# looking at buying a bridgeport......help me



## chevydyl (Jan 1, 2014)

So I befriended a machinist by my house..stopped by his shop one day and questioned about some parts....he asked if I was interested in a lathe...I said yes and he gave me a guys number and I went and bought a 12x36 atlas. A friendship was started with the guy from the machine shop. He is just tickled that a young man like myself is interested in what he calls a dying art. The manual machinist. His lathe and mill are both cnc but not run off a laptop. Over a few months hes had me come over to learn and also milled a t nut for the atlas qctp b size. I asked him about milling some holes in some 5/8 plate steel in a 2x2 grid pattern. He said bring it over and he would teach me how to write the program and I would do the work.over 500 holes at no charge.... so anyway enough of the back story lol....in the corner of his shop he has a bridgeport series 1 with chrome ways power feed not sure what axis but it also has a newall dro. As well as a varispeed head. He hasnt used it in years....hes not really pushin to sell. Its not advertised or anything like that. I will tell you that on the z axis on the table there is almost ZERO backlash. The paint is pristine as well. Not repainted....he said he paid 6500 for it about 10 or more years ago..he wss throwin around some numbers in the 8s.  Based on what im telling you what do you think its worth? I think it has a vise with it and he did say he has a set of r8 collets to go with it....ive looked around ebay and to find one in that condition they are asking around 3500 to 6500. Plus to ship it to alaska your looking at over 1000 bux


----------



## Senna (Jan 1, 2014)

Nice machine or not if by the 8's you mean $8,000 then I think that is an awful lot to pay for a used manual B'port.

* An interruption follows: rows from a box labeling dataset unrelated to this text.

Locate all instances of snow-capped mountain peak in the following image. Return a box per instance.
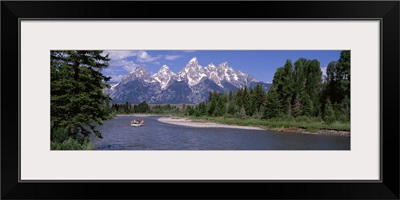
[151,65,175,90]
[189,57,198,63]
[107,57,270,103]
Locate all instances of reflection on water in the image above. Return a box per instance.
[91,116,350,150]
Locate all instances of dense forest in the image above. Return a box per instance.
[50,51,350,149]
[111,51,350,124]
[50,51,111,149]
[187,51,350,124]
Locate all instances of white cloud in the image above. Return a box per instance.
[164,55,182,60]
[136,51,161,63]
[110,75,125,82]
[321,67,327,77]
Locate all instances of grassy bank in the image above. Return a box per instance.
[50,128,95,150]
[186,116,350,132]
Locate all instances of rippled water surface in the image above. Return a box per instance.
[92,116,350,150]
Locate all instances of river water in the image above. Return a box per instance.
[91,116,350,150]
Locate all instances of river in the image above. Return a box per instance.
[91,116,350,150]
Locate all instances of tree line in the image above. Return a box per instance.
[187,51,350,123]
[50,50,350,149]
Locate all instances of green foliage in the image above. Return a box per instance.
[50,138,94,150]
[236,106,247,119]
[264,88,282,119]
[50,128,94,150]
[324,99,336,124]
[50,51,111,138]
[181,51,350,126]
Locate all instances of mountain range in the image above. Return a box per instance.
[105,57,271,104]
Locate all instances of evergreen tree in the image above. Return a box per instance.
[324,99,335,124]
[50,51,111,138]
[264,89,282,119]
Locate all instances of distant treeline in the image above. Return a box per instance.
[111,101,186,114]
[186,51,350,123]
[111,51,350,124]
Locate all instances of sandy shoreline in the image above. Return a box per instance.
[158,117,265,130]
[158,117,350,137]
[116,114,160,117]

If you meant in the $800 range then you should be loading it up right now!

Even if shipping to Alaska cost $2000 then you could still stay well under $8k with many machines out there.

Check out some of the mills available from these guys.

www.hgrinc.com

Heck, I see a lot of CNC knee mills for well under $8k.


----------



## chevydyl (Jan 1, 2014)

Yeah I meant 8k lol. I think its way high based on ebay prices.....I think I can get him to reality maybe pay6 for it. Maybe less but it is very very nice well taken care of. I toohave seen cnc knees go for 8k....


----------



## Senna (Jan 1, 2014)

chevydyl said:


> Yeah I meant 8k lol. I think its way high based on ebay prices.....I think I can get him to reality maybe pay6 for it. Maybe less but it is very very nice well taken care of. I toohave seen cnc knees go for 8k....



That's what I suspected.

From time to time you find a good deal on eBay but often the prices you see there are mere dreamers prices and the seller will own that machine forever. Don't be afraid to make offers of half or less of asking price on eBay even if they don't offer the "Best Offer" option. I've found that many times a seller will accept your offer or at least come back with a counteroffer.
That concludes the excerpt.